Machinelearningnotebooks: Azure Machine Learning- Triggered Pipeline does not Execute the Python Script

Created on 26 Mar 2019 · 4Comments · Source: Azure/MachineLearningNotebooks

Hi @rastala, @hning86 ,

I am blocked with Azure ML pipeline execution, not sure what is wrong. pipeline does not refresh/register the model when triggered via REST endpoint or Azure portal. I tried looking into the container but no progress yet.

Environment Details,

Python 3.6
Compute - AMLCompute [STANDARD_D2_V2]
Conda packages - scikit-learn, pandas
Pip packages- azureml-sdk[notebooks], azureml-train-automl

Case Steps,

Configure the Environment and Azure ML Pipeline as per the Github sample(starter) but with a single python script( part of pipeline step)
Execute the Pipeline using Jupyter
Step 2 execution creates a trained model and publishes the pipeline
Execute the pipeline using provided REST endpoint
Step 4 completes in 3-5 seconds without updating the Model.
Activity run contains logs from the first run only

Expected Behavior - Triggering the pipeline via the endpoint should execute the custom python script(Train.py) to register/refresh the model in azure ML workspace

Observed Behavior - Triggering the pipeline via the endpoint executes the pipeline but does not register/refresh the Model in azure ML workspace

Appreciate your help,
Thank You

Source

AakanchJoshi

Most helpful comment

I'd suspect you hit automatic reuse where orchestrator doesn't re-run step if it same parameters and same input path.
One way to control this is parameter allow_reuse as in https://docs.microsoft.com/en-us/python/api/azureml-pipeline-steps/azureml.pipeline.steps.python_script_step.pythonscriptstep?view=azure-ml-py
Another way to do it on pipeline level is parameter regenerate_outputs as in https://docs.microsoft.com/en-us/python/api/azureml-pipeline-core/azureml.pipeline.core.pipeline%28class%29?view=azure-ml-py#submit-experiment-name--pipeline-parameters-none--continue-on-step-failure-false--regenerate-outputs-false--parent-run-id-none-

All of this is based on speculation of the actual cause. If you can share run id of pipeline which didn't run the step you mentioned, we can look into confirming the root cause from system telemetry

yanrez on 29 Mar 2019

👍4

All 4 comments

@sanpil

swinner95 on 29 Mar 2019

All of this is based on speculation of the actual cause. If you can share run id of pipeline which didn't run the step you mentioned, we can look into confirming the root cause from system telemetry

yanrez on 29 Mar 2019

👍4

Does it make sense to have allow_reuse to be True by default? For example, in the ML Studio, you can enable caching of data but it's not enabled by default.
Even if it does make sense to have allow_reuse=True by default, there should be a way to intimate the developer that the step wasn't run and was skipped, a logging message perhaps?

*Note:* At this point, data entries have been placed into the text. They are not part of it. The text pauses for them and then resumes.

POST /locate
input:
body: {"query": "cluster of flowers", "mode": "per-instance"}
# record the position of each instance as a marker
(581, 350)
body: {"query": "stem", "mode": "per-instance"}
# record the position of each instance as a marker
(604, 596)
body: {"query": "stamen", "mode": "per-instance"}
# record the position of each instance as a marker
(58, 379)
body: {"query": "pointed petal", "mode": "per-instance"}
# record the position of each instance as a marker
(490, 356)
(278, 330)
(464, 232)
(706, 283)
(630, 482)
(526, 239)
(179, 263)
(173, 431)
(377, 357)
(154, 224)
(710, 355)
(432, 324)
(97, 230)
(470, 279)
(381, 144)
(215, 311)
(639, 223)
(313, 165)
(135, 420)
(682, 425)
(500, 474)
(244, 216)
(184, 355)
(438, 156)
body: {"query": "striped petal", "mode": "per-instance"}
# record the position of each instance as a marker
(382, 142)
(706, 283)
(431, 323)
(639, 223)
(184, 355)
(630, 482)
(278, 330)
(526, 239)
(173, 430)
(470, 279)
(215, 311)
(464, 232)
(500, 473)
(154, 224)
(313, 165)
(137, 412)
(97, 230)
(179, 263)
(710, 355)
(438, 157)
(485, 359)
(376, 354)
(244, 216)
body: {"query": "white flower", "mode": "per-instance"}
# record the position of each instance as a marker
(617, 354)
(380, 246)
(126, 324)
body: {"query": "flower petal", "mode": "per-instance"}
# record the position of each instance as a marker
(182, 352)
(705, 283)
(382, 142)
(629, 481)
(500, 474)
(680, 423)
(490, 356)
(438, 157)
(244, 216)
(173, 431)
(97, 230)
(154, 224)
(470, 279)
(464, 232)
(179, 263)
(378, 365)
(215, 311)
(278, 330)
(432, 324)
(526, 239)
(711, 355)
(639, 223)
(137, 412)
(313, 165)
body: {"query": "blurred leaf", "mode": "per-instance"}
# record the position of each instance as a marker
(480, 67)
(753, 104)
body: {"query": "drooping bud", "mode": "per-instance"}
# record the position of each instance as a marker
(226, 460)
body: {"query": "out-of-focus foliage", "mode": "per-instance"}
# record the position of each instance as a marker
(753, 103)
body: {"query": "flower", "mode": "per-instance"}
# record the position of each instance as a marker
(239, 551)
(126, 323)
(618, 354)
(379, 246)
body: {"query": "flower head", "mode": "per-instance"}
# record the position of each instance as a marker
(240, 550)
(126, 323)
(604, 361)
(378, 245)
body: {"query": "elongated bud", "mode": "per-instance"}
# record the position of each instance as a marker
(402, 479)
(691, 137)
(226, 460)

syedsadiqalinaqvi on 17 May 2019

Reuse is one of the key value-props of using Pipelines in a collaborative environment. It makes the workflow more agile by eliminating the reruns when not necessary. What ML Studio is doing is caching for single person execution, if I am not mistaken. We will look into providing a message when allow_reuse=True at execution time.